Intelligence artificielle
« Banderas » explique que de 30 à 40% des drones sont perdus, parfois sous le feu ennemi mais le plus souvent « à cause des contre-mesures électroniques » russes, qui coupent le signal entre la commande du pilote et le drone, faisant tomber ce dernier.
L’Ukraine a aussi lancé son programme « Armée de guerre électronique » pour mieux se défendre face aux appareils russes, comme le Lancet, redoutable chasseur de pièces d’artillerie.
Et une nouvelle étape vient d’être franchie, celle de l’intelligence artificielle (IA), après l’approbation récente par le ministère de la Défense d’un système de la société ukrainienne Saker Scout, « basé sur des algorithmes d’IA ».

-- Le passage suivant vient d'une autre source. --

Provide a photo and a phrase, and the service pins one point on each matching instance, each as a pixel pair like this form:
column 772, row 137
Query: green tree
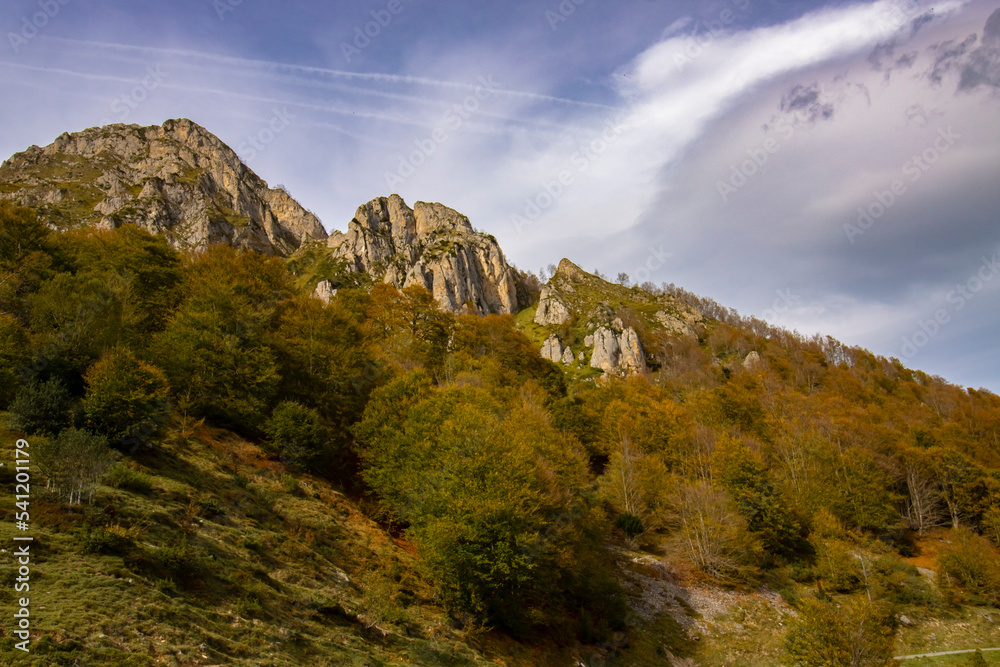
column 216, row 346
column 126, row 399
column 27, row 255
column 977, row 659
column 710, row 533
column 970, row 563
column 857, row 633
column 493, row 496
column 295, row 434
column 743, row 475
column 74, row 462
column 40, row 407
column 147, row 262
column 324, row 361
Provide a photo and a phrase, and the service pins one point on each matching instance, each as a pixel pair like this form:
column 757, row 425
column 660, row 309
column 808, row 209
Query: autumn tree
column 743, row 475
column 710, row 533
column 493, row 496
column 217, row 343
column 126, row 399
column 74, row 461
column 856, row 633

« Le système, utilisant une optique avancée, reconnaît et enregistre de manière indépendante les coordonnées des équipements ennemis (même camouflés), transmettant immédiatement les informations au poste de commandement pour prendre la décision appropriée », affirmait le ministère en septembre.
« Cela élimine les risques +d’erreur humaine+, puisque l’oeil de l’opérateur n’est pas toujours capable de capter toutes les nuances », assurait-il.
Pour le ministre Mykhaïlo Fedorov, « cette guerre sera gagnée grâce aux drones, et l’Ukraine fait tout ce qui est possible et impossible pour y parvenir ».